Custom 4× RTX 3090 build· Open-frame mining-style chassis

cpuAMD EPYC 7302P 16-Core Processor

gpuNVIDIA GeForce RTX 3090

archNVIDIA

vram24 GiB (system 64.0 GiB)

power200 W / 450 W max(44% cap)

osUbuntu 24.04 LTS

kernel6.17.13-7-pve

driver590.48.01

backendsllama.cpp 59778f0 (cuda), vLLM 0.21.0 (cuda)

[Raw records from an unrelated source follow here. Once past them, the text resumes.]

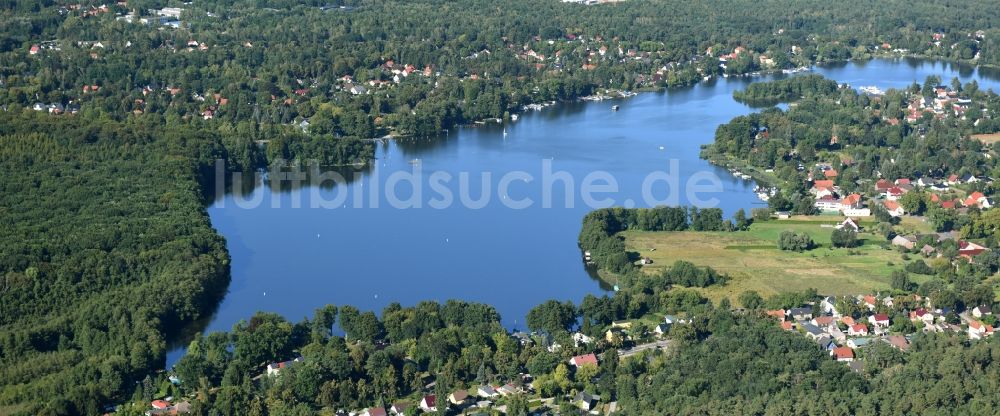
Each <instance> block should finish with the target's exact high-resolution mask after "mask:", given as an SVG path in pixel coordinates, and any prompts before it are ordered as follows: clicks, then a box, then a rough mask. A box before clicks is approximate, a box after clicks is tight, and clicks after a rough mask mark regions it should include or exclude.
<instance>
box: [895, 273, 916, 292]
mask: <svg viewBox="0 0 1000 416" xmlns="http://www.w3.org/2000/svg"><path fill="white" fill-rule="evenodd" d="M891 279H892V283H891V284H890V287H892V288H893V289H895V290H902V291H906V292H909V291H911V290H913V289H914V284H913V283H912V282H910V275H909V274H907V273H906V272H905V271H903V270H896V271H893V272H892V276H891Z"/></svg>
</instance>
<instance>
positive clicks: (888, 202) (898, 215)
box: [882, 200, 906, 217]
mask: <svg viewBox="0 0 1000 416" xmlns="http://www.w3.org/2000/svg"><path fill="white" fill-rule="evenodd" d="M882 206H884V207H885V210H886V211H888V212H889V215H890V216H893V217H902V216H903V215H905V214H906V210H905V209H903V206H902V205H900V204H899V202H896V201H895V200H885V201H882Z"/></svg>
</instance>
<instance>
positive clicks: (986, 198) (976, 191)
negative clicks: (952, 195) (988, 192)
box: [962, 191, 993, 209]
mask: <svg viewBox="0 0 1000 416" xmlns="http://www.w3.org/2000/svg"><path fill="white" fill-rule="evenodd" d="M962 205H965V206H966V207H969V208H981V209H988V208H992V207H993V202H992V201H990V200H989V198H987V197H986V195H983V193H982V192H979V191H976V192H973V193H971V194H969V196H968V197H967V198H965V200H964V201H962Z"/></svg>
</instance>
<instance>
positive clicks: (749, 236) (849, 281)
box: [623, 217, 921, 301]
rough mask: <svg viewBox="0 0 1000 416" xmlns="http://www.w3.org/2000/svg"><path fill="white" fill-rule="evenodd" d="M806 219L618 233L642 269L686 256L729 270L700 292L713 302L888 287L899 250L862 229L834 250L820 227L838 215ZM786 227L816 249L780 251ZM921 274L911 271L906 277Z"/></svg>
mask: <svg viewBox="0 0 1000 416" xmlns="http://www.w3.org/2000/svg"><path fill="white" fill-rule="evenodd" d="M809 218H810V220H803V219H791V220H776V221H768V222H762V223H755V224H754V225H753V226H752V227H751V229H750V230H749V231H746V232H733V233H727V232H694V231H684V232H639V231H627V232H625V233H623V235H624V237H625V243H626V246H627V247H628V249H629V250H630V251H635V252H638V253H639V254H640V255H642V256H645V257H649V258H651V259H652V260H653V264H652V265H649V266H645V267H644V270H645V271H646V272H647V273H658V272H659V271H660V270H661V269H662V268H664V267H669V266H670V265H672V264H673V263H674V262H675V261H677V260H686V261H690V262H692V263H694V264H697V265H699V266H711V267H712V268H714V269H716V270H718V271H719V272H722V273H726V274H728V275H729V276H730V277H731V278H732V279H731V280H730V282H729V283H728V284H727V285H726V286H722V287H713V288H708V289H705V290H704V293H705V295H706V296H708V297H709V298H712V299H713V300H718V299H721V298H722V297H726V296H728V297H730V299H731V300H733V301H735V300H736V296H737V295H739V294H740V293H742V292H743V291H745V290H756V291H758V292H759V293H760V294H761V295H762V296H764V297H767V296H769V295H772V294H775V293H778V292H785V291H801V290H805V289H808V288H816V289H817V290H818V291H819V292H820V293H822V294H836V295H846V294H859V293H868V292H872V291H875V290H885V289H888V288H889V282H890V278H889V275H890V273H892V271H893V270H897V269H901V268H902V266H903V263H904V261H903V260H902V258H901V255H900V253H898V252H896V251H895V250H886V249H883V248H881V247H880V246H879V245H878V244H877V242H878V241H880V240H881V237H880V236H876V235H872V234H866V233H861V234H860V235H859V237H860V238H861V239H862V240H864V241H865V243H864V244H863V245H862V246H861V247H858V248H855V249H834V248H832V247H831V246H830V234H832V232H833V228H832V227H829V226H827V227H824V226H823V225H824V224H826V225H832V224H835V223H836V222H837V221H838V220H839V219H840V218H837V217H826V218H823V217H809ZM864 226H865V223H862V227H864ZM785 230H794V231H798V232H804V233H808V234H809V235H810V236H811V237H812V238H813V240H814V241H815V242H816V243H817V244H818V245H819V247H818V248H815V249H813V250H810V251H808V252H804V253H795V252H790V251H783V250H779V249H778V247H777V240H778V236H779V235H780V234H781V232H782V231H785ZM654 248H655V250H651V249H654ZM890 263H892V264H893V265H891V266H890V265H889V264H890ZM920 278H921V277H920V276H913V275H911V279H915V280H918V281H919V280H921V279H920Z"/></svg>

A self-built quad-3090 box that lives in the homelab as a general-purpose ML/inference node. Unless a run explicitly labels itself as multi-GPU, every RTX 3090 result on this page uses exactly one card via LXC GPU passthrough on Proxmox (/dev/nvidia0 for the vLLM container, /dev/nvidia1 for the llama.cpp container). Tensor-parallel and multi-card numbers will land separately and be tagged.

GPUs: 4× EVGA RTX 3090 FTW3 Ultra (24G-P5-3987-KR), each capped at 200 W of 450 W stock for thermals and PSU headroom
CPU: AMD EPYC 7302P (16C/32T, Zen 2, SP3)
Motherboard: ASRock Rack ROMED6U-2L2T
Memory: 96 GiB DDR4-2933 (6× 16 GiB ECC RDIMM)
Storage: 2 TB Samsung 980 Pro NVMe
Chassis: MLACOM Quad Station Pro Lite v3
Risers: 1× LINKUP AVA5 PCIe 5.0 straight 25 cm, 2× Okinos PCIe 4.0 150 mm, 1× Okinos PCIe 4.0 200 mm
PSUs: 2× Corsair RM1200x Shift (renewed), bridged with a dual-PSU ATX adapter

Coming soon

Queued for the next benchmark pass. Tracking notes live in docs/benchmark-campaign.md in the repo.

Strix vLLM FP8 + MTP-1 + draft-spec on Qwen3.6-27B. Blocked on lemonade's hardcoded backend-readiness timeout cutting off the first-load FP8 kernel autotune. Bypass via the bundled vLLM binary to warm the cache, then hand back to lemonade.
Strix quant sweep mirroring the 3090 Q2_K..Q6_K data on ROCm. Lemonade's async pull semantics broke the first attempt; switching to a raw llama-server invocation against the bundled ROCm binary.
Strix quant-creator comparison for one model from unsloth, bartowski, ggml-org where they all ship the same nominal quant.
Strix-only heavyweights: Mistral-Medium-3.5 128B, Mistral-Small-4 119B, Qwen3-Coder-Next 80B. Each is a 50-75 GB Q4_K_M download.
RTX 5070 CUDA pass. Currently Vulkan-only because CUDA toolkit install hit a packaging blocker on CachyOS; that's resolved now, so a llama.cpp CUDA build can land for a CUDA-vs-Vulkan comparison on the same NVIDIA silicon.
Driver and power-cap sweeps on the RTX 3090 once the rest of the matrix settles.